Many people both inside and outside the accrediting groups say they have the potential to complement the variety of national, state, and local efforts to help schools focus on improved achievement.
“The public is interested in documenting schools’ effectiveness instead of putting some rubber stamp on them,” said Pamela Gray-Bennett, one of the directors of the New England Association of Schools and Colleges.
To become accredited in New England, schools are quizzed less about what they have than about how they are meeting their own goals to improve the quality of their students’ performance.
Like a strict teacher, Ms. Gray-Bennett seems almost proud of the fact that 100 of the 700 high schools in her region are currently on probation.
One school in Lawrence, Mass., lost its accreditation this month for “lacking a clear mission” and failing to have an adequate curriculum or assessment system. (“Teachers Who Understand, Believe, and Care” Feb. 12, 1997.)
In the past few years, most of the regional associations have begun to prod schools to choose such forward-thinking, improvement-oriented evaluations. Prompted by business and education groups, some association leaders have begun working on plans to eliminate the sixth-edition inspection altogether.
“We don’t like to take criticism, and everybody wants to look good,” said Robert Petix, the principal of Westfield (N.J.) High School, whose accreditation was renewed two years ago. “But we ought to be held to higher standards,” he said.

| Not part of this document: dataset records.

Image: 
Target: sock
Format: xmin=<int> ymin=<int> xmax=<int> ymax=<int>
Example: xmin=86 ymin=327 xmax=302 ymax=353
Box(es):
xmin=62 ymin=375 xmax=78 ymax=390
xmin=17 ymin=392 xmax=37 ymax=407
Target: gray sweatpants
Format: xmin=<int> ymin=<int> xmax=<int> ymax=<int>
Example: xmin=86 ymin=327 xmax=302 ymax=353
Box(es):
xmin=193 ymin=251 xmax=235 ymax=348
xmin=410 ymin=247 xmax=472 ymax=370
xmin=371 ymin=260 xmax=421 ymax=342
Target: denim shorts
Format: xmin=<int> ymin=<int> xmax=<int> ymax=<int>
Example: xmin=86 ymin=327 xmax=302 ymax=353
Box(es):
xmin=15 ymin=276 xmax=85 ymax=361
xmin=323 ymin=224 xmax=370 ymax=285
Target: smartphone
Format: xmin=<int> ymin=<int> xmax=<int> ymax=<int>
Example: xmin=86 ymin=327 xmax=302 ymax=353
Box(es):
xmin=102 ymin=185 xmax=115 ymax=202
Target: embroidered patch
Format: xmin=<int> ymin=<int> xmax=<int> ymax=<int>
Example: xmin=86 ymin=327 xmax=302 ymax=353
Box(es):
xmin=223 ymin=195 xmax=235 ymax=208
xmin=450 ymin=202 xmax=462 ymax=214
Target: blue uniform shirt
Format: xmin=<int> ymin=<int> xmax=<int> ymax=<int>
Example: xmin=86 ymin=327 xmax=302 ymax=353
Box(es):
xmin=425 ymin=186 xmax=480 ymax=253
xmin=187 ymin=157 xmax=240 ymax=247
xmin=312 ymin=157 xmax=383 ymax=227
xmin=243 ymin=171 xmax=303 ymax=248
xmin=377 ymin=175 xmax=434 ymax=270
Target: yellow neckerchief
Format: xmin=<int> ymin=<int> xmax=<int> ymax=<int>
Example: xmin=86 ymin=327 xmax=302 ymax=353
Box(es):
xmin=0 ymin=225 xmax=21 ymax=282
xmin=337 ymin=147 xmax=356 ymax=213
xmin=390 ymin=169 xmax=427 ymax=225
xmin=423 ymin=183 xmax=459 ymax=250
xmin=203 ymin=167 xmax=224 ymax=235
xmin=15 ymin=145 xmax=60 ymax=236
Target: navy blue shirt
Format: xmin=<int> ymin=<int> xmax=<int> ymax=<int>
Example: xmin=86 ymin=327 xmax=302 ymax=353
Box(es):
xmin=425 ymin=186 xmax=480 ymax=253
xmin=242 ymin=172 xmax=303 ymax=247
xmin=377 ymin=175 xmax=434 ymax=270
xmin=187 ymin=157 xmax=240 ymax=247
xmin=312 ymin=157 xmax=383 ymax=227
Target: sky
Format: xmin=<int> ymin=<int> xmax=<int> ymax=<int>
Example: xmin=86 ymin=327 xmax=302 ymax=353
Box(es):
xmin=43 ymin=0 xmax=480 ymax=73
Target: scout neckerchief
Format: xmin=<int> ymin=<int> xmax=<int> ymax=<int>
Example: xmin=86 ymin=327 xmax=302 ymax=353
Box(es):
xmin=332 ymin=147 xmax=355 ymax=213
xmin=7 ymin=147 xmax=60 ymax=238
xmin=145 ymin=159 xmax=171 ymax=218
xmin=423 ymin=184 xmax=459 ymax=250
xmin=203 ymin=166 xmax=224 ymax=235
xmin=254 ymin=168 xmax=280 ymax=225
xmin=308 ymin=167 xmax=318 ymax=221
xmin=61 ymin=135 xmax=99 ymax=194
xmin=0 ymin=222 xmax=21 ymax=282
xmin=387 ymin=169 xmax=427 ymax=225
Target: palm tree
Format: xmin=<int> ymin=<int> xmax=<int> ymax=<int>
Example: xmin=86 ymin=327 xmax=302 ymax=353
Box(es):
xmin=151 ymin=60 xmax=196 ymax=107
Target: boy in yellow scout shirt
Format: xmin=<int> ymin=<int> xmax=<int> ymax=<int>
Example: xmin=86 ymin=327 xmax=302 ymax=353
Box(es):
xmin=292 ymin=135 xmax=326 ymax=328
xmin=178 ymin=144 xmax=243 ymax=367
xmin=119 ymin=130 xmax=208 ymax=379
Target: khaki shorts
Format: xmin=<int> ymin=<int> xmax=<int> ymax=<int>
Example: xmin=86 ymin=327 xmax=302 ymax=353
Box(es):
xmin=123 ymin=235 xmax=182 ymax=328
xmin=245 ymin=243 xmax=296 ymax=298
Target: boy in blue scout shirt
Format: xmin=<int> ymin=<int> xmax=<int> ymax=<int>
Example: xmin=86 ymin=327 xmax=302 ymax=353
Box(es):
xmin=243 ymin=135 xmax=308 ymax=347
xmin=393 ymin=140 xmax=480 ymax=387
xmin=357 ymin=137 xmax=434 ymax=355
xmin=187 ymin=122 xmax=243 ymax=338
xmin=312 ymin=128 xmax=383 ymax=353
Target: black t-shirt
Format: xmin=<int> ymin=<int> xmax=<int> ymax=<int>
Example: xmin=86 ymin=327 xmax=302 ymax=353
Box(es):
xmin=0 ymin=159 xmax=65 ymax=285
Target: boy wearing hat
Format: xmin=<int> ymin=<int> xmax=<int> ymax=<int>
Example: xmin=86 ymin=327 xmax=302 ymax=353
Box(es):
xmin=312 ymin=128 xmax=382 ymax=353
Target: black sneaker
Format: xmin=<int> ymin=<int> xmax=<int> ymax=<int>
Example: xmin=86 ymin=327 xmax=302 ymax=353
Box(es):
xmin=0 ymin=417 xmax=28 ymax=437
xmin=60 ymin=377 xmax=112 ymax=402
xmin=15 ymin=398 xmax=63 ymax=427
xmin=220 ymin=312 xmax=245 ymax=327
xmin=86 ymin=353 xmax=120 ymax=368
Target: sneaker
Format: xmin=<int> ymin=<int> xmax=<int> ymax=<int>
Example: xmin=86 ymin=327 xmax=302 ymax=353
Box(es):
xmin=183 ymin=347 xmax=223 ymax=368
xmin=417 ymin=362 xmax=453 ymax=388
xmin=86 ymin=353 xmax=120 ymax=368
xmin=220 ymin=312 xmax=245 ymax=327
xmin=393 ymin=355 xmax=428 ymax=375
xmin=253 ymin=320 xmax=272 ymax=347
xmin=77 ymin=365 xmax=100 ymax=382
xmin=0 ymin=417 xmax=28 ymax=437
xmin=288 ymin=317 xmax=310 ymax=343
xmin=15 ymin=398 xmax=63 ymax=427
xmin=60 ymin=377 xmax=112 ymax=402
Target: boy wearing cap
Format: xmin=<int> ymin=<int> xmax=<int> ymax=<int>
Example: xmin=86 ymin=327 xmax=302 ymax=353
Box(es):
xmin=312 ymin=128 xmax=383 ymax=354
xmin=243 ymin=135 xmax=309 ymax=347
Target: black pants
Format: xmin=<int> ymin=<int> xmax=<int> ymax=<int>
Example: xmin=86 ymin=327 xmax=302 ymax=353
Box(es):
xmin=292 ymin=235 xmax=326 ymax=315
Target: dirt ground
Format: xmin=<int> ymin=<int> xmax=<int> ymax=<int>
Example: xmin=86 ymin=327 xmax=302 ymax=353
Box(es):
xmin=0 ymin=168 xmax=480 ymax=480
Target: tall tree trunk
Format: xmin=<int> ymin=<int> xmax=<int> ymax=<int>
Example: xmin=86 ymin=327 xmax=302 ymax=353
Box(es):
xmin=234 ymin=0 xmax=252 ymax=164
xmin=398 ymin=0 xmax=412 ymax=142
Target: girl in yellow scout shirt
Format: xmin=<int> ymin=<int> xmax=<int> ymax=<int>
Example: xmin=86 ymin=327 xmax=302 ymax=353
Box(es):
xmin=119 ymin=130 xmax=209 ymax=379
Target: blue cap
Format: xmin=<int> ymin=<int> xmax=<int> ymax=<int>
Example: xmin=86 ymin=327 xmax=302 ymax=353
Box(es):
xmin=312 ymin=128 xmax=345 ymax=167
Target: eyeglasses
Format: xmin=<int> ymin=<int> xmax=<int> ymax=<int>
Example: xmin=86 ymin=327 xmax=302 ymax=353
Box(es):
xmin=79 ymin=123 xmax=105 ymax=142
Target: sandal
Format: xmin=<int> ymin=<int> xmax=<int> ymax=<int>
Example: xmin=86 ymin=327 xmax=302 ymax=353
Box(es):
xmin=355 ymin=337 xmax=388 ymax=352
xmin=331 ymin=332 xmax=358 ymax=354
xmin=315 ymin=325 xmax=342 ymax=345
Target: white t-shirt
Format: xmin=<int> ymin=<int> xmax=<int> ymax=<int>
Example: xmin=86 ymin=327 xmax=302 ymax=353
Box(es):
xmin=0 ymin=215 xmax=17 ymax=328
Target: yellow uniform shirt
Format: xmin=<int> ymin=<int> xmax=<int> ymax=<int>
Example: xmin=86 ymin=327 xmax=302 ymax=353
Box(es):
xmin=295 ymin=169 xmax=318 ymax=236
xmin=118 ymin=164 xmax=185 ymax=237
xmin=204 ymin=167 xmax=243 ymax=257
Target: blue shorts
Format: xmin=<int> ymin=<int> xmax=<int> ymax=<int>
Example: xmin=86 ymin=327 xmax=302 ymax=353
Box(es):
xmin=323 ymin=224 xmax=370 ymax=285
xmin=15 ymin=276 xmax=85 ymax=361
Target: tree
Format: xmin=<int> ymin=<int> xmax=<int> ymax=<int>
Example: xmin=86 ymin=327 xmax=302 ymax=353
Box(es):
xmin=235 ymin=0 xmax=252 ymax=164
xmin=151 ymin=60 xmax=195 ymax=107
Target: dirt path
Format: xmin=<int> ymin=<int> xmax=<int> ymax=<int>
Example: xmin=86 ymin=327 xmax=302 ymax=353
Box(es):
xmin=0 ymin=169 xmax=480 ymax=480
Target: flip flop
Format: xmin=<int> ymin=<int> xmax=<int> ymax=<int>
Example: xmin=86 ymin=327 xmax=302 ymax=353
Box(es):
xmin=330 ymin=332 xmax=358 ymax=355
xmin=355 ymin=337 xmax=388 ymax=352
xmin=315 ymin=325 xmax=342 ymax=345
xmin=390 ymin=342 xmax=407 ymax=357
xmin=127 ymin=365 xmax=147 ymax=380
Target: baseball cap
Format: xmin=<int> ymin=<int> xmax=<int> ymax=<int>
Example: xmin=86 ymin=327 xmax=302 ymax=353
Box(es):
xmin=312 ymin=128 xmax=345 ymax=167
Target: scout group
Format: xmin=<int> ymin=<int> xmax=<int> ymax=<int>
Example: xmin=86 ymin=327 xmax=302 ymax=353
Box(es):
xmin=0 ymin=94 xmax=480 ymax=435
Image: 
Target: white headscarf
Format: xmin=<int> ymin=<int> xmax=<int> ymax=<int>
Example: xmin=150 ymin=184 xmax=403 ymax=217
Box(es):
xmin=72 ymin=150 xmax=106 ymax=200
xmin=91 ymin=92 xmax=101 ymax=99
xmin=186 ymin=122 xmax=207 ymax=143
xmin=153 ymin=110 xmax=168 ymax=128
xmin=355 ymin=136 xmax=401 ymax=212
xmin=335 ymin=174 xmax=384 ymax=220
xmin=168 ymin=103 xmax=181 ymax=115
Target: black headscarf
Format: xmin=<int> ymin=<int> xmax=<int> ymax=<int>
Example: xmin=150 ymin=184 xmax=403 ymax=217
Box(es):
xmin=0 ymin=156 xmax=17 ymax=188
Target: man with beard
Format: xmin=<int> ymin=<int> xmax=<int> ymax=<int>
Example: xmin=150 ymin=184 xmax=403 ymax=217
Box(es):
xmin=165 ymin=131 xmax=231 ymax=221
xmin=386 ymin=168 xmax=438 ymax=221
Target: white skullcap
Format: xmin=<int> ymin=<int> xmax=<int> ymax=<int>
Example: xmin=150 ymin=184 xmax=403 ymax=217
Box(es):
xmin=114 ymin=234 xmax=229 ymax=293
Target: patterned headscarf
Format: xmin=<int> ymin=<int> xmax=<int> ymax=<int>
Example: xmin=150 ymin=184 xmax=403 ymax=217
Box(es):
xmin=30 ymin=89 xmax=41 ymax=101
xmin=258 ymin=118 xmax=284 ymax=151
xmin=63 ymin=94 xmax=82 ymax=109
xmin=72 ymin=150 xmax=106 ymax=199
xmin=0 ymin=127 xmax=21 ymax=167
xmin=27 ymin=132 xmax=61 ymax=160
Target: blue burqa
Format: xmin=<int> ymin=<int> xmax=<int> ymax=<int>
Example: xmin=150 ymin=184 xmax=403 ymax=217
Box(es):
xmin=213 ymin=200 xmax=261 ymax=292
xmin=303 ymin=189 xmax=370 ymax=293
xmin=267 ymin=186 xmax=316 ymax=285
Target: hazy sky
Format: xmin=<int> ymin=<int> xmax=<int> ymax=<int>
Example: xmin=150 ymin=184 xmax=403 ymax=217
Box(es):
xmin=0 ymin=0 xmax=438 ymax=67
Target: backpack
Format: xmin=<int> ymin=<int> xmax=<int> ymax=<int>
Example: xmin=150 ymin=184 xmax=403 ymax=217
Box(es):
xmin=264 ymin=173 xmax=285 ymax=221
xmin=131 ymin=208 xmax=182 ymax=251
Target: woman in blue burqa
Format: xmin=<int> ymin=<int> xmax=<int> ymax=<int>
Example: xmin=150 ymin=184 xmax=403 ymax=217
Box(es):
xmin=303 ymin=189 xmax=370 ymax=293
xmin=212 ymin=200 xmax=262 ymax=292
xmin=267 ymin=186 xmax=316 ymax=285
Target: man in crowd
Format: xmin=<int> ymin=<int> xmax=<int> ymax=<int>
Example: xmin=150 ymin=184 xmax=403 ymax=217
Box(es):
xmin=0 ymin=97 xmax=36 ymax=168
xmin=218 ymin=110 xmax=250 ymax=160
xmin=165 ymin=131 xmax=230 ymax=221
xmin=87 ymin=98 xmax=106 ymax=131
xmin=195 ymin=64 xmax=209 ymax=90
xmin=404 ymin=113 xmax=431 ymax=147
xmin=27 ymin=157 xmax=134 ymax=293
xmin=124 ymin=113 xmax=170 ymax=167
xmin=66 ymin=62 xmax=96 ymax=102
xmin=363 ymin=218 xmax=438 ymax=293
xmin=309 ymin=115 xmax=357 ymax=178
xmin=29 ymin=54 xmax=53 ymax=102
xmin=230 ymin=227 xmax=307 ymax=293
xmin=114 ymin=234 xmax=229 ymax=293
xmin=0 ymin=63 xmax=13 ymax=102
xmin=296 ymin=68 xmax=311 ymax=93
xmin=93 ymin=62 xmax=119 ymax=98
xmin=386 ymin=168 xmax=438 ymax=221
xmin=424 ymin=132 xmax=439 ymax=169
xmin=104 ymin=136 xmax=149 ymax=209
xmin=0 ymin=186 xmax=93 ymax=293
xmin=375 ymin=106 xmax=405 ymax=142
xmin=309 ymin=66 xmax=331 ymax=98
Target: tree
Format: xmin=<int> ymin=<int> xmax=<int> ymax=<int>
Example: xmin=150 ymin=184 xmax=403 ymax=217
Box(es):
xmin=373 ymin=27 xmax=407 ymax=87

Many association officials agree, though they realize that bringing their dues-paying members along may be an uphill battle.
“We are revising all our protocols to examine how schools move, instead of how they stand,” Mr. Stoops of the international accrediting council said.
“I don’t want to make accreditation an elitist type of thing,” added Bruce Anderson, who serves on the executive board of the North Central Association of Schools and Colleges. “But if schools can’t move up to that bar, so be it.”